SOUTH BEND, Ind. (AP) — While Sam Hartman’s strong passing game is all the rage at No. 9 Notre Dame, it's still the bulldozing ground game that keeps the Fighting Irish offense chugging along.

Second-year coach Marcus Freeman doesn't want it any other way.

Freeman never intended to abandon the program’s old-school identity, even after plucking Hartman out of the transfer portal or promoting tight ends coach Gerad Parker to offensive coordinator.
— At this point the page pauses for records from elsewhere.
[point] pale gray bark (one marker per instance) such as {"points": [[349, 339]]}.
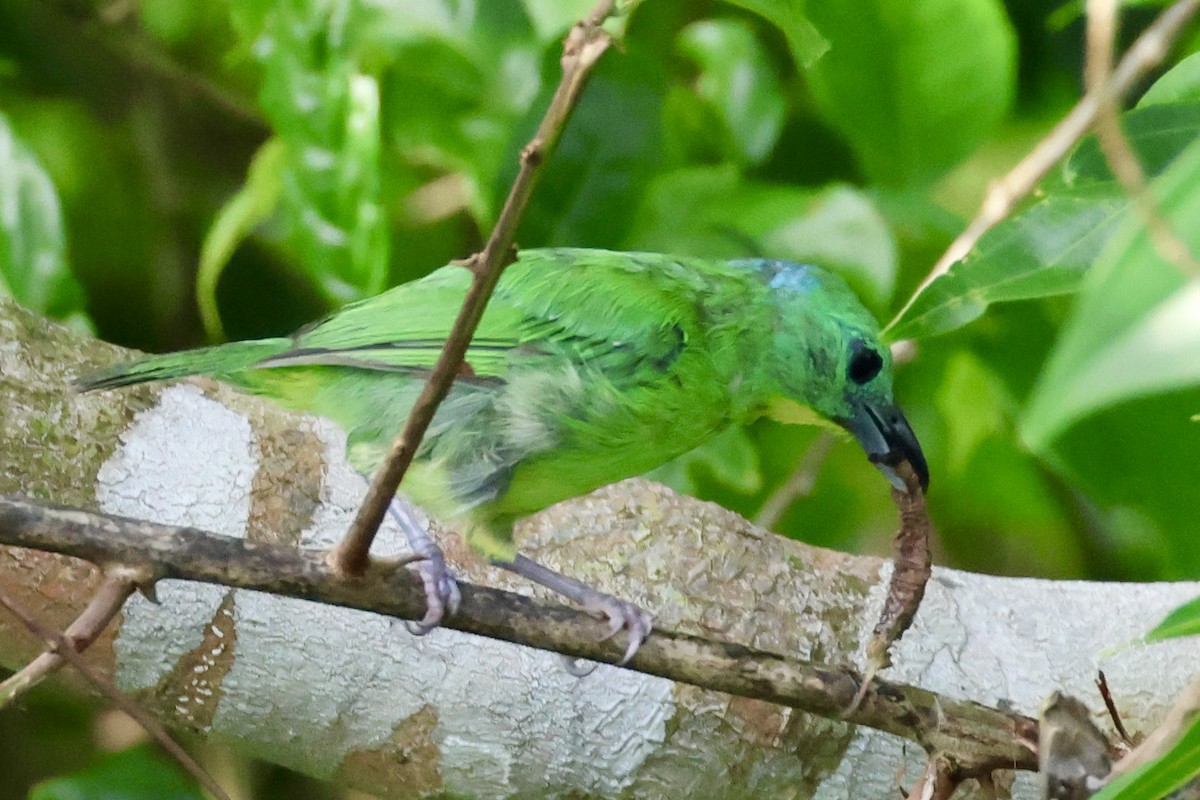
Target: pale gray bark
{"points": [[353, 697]]}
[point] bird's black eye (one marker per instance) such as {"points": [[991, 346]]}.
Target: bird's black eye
{"points": [[864, 364]]}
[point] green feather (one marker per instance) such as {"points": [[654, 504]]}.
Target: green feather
{"points": [[587, 367]]}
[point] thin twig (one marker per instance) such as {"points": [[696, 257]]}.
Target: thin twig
{"points": [[798, 485], [582, 48], [1005, 193], [1102, 29], [1102, 685], [979, 738], [937, 780], [1177, 722], [105, 605], [63, 647]]}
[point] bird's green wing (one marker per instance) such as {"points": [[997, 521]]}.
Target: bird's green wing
{"points": [[615, 311]]}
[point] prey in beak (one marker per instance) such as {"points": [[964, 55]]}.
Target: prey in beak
{"points": [[883, 432]]}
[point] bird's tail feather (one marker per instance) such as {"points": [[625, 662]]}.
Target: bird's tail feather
{"points": [[221, 361]]}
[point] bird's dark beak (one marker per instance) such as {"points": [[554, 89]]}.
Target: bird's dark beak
{"points": [[885, 434]]}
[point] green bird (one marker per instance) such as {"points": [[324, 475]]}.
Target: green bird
{"points": [[587, 367]]}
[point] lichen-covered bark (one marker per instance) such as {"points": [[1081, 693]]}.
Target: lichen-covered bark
{"points": [[352, 696]]}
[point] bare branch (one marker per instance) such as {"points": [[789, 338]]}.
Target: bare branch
{"points": [[1102, 29], [1005, 193], [63, 647], [583, 47], [937, 781], [105, 605], [977, 738], [1179, 720]]}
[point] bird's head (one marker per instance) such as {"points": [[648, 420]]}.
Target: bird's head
{"points": [[828, 360]]}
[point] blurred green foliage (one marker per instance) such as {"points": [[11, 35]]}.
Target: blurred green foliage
{"points": [[178, 170]]}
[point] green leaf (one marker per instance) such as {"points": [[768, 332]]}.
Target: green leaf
{"points": [[253, 203], [1161, 777], [33, 245], [737, 80], [841, 229], [730, 458], [1137, 329], [1181, 84], [1183, 620], [1043, 251], [803, 38], [583, 198], [135, 774], [913, 86], [551, 18], [1157, 133]]}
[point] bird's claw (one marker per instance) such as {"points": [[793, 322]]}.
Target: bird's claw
{"points": [[442, 595], [623, 615]]}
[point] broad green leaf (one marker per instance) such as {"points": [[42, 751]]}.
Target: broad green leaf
{"points": [[253, 203], [135, 774], [1163, 776], [913, 86], [1157, 133], [1137, 329], [33, 246], [1183, 620], [737, 80], [1043, 251], [1181, 84], [803, 38]]}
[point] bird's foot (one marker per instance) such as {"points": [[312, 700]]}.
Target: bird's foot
{"points": [[623, 615], [442, 595]]}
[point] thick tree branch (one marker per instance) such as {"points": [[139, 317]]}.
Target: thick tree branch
{"points": [[975, 738], [343, 695], [583, 47]]}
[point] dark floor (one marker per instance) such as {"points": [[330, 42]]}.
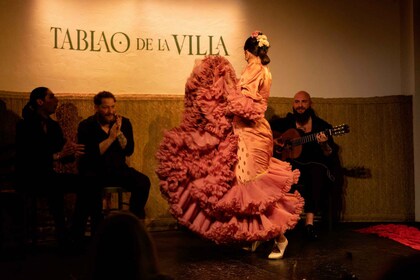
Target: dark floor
{"points": [[340, 253]]}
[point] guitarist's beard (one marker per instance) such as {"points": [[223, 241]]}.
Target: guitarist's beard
{"points": [[303, 118]]}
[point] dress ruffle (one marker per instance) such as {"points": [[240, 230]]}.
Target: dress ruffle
{"points": [[197, 163]]}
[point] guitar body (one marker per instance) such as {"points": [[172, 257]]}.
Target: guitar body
{"points": [[284, 147], [288, 145]]}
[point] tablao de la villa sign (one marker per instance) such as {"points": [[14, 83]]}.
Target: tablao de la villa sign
{"points": [[120, 42]]}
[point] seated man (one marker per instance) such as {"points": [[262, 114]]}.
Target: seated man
{"points": [[108, 138], [317, 160], [39, 145]]}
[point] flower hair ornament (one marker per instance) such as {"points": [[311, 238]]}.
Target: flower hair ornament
{"points": [[261, 39]]}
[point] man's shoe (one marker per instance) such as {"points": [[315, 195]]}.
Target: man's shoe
{"points": [[253, 247], [311, 233], [278, 250]]}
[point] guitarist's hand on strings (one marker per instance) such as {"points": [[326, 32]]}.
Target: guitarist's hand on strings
{"points": [[322, 140]]}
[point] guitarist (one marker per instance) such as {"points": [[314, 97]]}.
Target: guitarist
{"points": [[317, 160]]}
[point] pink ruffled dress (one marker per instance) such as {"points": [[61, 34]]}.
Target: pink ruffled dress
{"points": [[216, 168]]}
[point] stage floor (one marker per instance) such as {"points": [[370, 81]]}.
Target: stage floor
{"points": [[340, 253]]}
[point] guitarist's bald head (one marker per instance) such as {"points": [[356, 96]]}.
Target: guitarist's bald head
{"points": [[303, 95]]}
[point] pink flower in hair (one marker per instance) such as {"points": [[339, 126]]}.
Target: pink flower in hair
{"points": [[256, 33]]}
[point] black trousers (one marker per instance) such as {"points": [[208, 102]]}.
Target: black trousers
{"points": [[130, 179], [315, 182]]}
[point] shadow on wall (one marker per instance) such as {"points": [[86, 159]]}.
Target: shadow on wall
{"points": [[8, 120], [156, 134]]}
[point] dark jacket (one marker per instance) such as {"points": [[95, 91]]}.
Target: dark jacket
{"points": [[113, 160]]}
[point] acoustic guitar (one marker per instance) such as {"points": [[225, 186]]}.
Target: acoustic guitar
{"points": [[289, 144]]}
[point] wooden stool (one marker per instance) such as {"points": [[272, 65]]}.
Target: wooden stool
{"points": [[109, 194]]}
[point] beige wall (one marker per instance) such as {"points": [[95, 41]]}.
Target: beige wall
{"points": [[376, 145], [329, 48]]}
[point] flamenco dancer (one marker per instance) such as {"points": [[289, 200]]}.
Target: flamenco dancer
{"points": [[216, 169]]}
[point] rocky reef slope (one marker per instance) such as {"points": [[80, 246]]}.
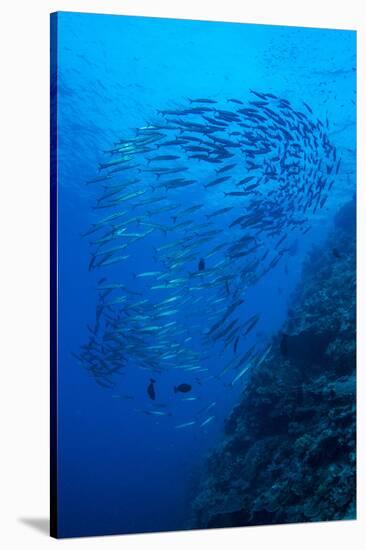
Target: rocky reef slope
{"points": [[288, 453]]}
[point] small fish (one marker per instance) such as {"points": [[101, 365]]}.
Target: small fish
{"points": [[205, 422], [151, 389]]}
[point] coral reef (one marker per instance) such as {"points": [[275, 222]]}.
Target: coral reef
{"points": [[289, 448]]}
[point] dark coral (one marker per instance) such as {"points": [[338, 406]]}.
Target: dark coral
{"points": [[289, 449]]}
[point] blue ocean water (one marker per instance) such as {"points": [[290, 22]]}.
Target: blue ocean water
{"points": [[121, 468]]}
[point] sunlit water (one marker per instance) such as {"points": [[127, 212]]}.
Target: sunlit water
{"points": [[122, 470]]}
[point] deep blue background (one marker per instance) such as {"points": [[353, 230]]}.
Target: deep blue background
{"points": [[120, 471]]}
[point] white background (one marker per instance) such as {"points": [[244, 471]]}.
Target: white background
{"points": [[24, 259]]}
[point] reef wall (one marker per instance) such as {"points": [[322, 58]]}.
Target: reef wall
{"points": [[289, 448]]}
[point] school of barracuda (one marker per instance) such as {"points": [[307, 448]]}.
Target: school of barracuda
{"points": [[217, 191]]}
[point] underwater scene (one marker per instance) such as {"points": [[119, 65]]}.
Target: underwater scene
{"points": [[206, 275]]}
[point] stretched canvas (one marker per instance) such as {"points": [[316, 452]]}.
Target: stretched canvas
{"points": [[202, 274]]}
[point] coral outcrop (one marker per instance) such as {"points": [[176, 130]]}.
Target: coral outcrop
{"points": [[289, 448]]}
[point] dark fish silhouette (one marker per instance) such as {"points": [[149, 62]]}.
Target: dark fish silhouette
{"points": [[151, 389], [284, 345], [183, 388]]}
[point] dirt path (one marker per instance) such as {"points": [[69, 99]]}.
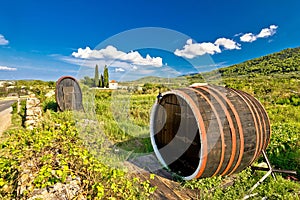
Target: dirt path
{"points": [[5, 119]]}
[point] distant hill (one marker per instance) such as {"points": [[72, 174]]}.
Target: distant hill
{"points": [[285, 61]]}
“This is not going to be a pass-first offense,” Freeman said in February when announcing Parker's new job. “But it really creates opportunities to have success in the passing game because of your ability to run the ball. All those things go together for complimentary football.”

The numbers prove it.

Through three games, Notre Dame is averaging 5.7 yards per carry, No. 21 in the 133-team FBS. Add that component to Hartman's efficiency, and it's no surprise the Irish are 3-0.

Bigger tests are coming up.

On Saturday, Notre Dame hosts Central Michigan (1-1), which has a run defense ranked No. 32 (86.0 yards per game) even after playing Michigan State. Then No. 6 Ohio State, a team allowing just 2.6 yards per carry, comes to Notre Dame Stadium.

Notre Dame's rushing attack has been powered by a bevy of backs.

Bulldozing Audric Estimè is the leader. Listed at 5-foot-11 1/2 and 227 pounds, he has a unique combination of nimble feet, nifty bursts and breakaway speed.

Estimè already has four TD runs. He leads the nation in yards rushing and although he's played one more game than most players, his average of 115 yards per game still ranks No. 14.

“Audric is Audric,” Freeman said. “He’s going to be the guy we give the ball to and say, ‘Run this thing.’”

Committing to ground game, of course, means in-game adjustments are necessary — especially when things don't go well early. Notre Dame had two three-and-outs on its first two series last weekend at North Carolina State.

Instead of changing course, though, Parker held fast.

After a 1-hour, 45-minute weather delay, he moved moved All-American left tackle Joe Alt to the outside of right tackle Blake Fisher, going with an unbalanced offensive line.

The result: It confused the Wolfpack and Estimé sprinted 80 yards for a touchdown.

“That’s just a scary look,” Estimé said. “I honestly believe we have the best offensive line in the country, and that’s led by the best tackle duo. To have them on the same side gave me a little rush."

Estimé may possess the profile of a workhorse back, but so far, he's only had a little more than 14 carries per game.

Instead, the Irish have utilized a versatile three-man rotation.

In addition to Estimé, there's quick and shifty Jadarian Price, who also has been an effective option on screen passes, and Jeremiyah Love, an explosive, one-cut runner. Gi’Bran Payne is another option because he can line up in the slot and excels in multiple facets.

Each played key roles Saturday, and the group could become a five-man band when former Penn State runner Devyn Ford, a quick-twitch runner, clears concussion protocol.

Together, they can create all sorts of havoc for opponents.

“It gets them going,” Parker said. "They know they’re adding value.”

Add Parker’s creative schemes and it could be a winning combination — even when the schedule gets tougher.

They're going to need it, too, after averaging 3.5 yards per carry or worse in last year's losses to Ohio State, Southern California and Marshall.

“We have to continue to utilize each strength of each guy in that room,” Freeman said. “But we’re not going to get away from who we are.”